Currently works only with MONKEYSPHERE_STRICT_MODES=false which is
arguably more risky than executing the relatively large checkperms
perl script.
- Jonas
--- a/common
+++ b/common
@@ -118,6 +118,60 @@
esac
}
+# check if private file exists and has a size greater than zero
+su_user_test_nonempty() {
+ # Simple filesystems let superuser bypass ACLs, but others like nfs
+ # and afs respects privacy and need to switch user to gain access to
+ # e.g. ssh config files which are private by default.
+
+ user="$1"
+ shift
+
+ case $(id -un) in
+ # if same user, check directly
+ "$user")
+ test -s "$1"
+ ;;
+
+ # if root, su check as user
+ 'root')
+ su "$user" -c "test -s '$1'"
+ ;;
+
+ # otherwise, fail
+ *)
+ log error "cannot check file as different non-privileged user."
+ ;;
+ esac
+}
+
+# read private file
+su_user_cat() {
+ # Simple filesystems let superuser bypass ACLs, but others like nfs
+ # and afs respects privacy and need to switch user to gain access to
+ # e.g. ssh config files which are private by default.
+
+ user="$1"
+ shift
+
+ case $(id -un) in
+ # if same user, cat directly
+ "$user")
+ cat -- "$1"
+ ;;
+
+ # if root, su cat as user
+ 'root')
+ su "$user" -c "cat -- '$1'"
+ ;;
+
+ # otherwise, fail
+ *)
+ log error "cannot read file as different non-privileged user."
+ ;;
+ esac
+}
+
# cut out all comments(#) and blank lines from standard input
meat() {
grep -v -e "^[[:space:]]*#" -e '^$' "$1"
--- a/ma/update_users
+++ b/ma/update_users
@@ -95,12 +95,12 @@
rawAuthorizedKeys=$(translate_ssh_variables "$uname" "$RAW_AUTHORIZED_KEYS")

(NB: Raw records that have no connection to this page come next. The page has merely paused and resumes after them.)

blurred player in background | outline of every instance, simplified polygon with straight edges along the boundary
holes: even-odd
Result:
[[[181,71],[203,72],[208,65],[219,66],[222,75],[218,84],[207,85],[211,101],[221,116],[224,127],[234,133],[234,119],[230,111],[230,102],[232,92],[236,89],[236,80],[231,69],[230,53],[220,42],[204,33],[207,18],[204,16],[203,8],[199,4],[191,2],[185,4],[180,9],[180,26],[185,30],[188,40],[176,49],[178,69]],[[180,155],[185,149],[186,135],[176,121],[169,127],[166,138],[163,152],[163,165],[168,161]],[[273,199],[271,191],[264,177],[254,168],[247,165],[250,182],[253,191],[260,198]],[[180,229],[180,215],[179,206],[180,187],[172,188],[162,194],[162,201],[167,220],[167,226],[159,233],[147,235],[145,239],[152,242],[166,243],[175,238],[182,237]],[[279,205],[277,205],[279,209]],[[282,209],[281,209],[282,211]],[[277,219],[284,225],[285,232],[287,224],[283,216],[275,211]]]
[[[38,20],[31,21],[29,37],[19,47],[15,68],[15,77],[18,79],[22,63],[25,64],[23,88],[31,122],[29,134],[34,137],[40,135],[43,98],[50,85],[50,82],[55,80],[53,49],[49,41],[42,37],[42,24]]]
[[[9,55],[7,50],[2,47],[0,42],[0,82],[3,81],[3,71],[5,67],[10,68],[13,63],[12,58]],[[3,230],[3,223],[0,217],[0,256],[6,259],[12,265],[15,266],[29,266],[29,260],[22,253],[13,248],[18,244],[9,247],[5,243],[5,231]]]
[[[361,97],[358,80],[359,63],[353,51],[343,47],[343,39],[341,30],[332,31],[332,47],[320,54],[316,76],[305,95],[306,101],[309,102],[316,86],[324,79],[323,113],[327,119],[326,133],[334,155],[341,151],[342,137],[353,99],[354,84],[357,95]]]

if [ "$rawAuthorizedKeys" != 'none' ] ; then
log debug "checking for raw authorized_keys..."
- if [ -s "$rawAuthorizedKeys" ] ; then
+ if su_user_test_nonempty "$uname" "$rawAuthorizedKeys" ] ; then
# check permissions on the authorized_keys file path
if check_key_file_permissions "$uname" "$rawAuthorizedKeys" ; then
log verbose "adding raw authorized_keys..."
- cat "$rawAuthorizedKeys" >> "$tmpAuthorizedKeys"
+ su_user_cat "$uname" "$rawAuthorizedKeys" >> "$tmpAuthorizedKeys"
else
log debug "not adding raw authorized_keys."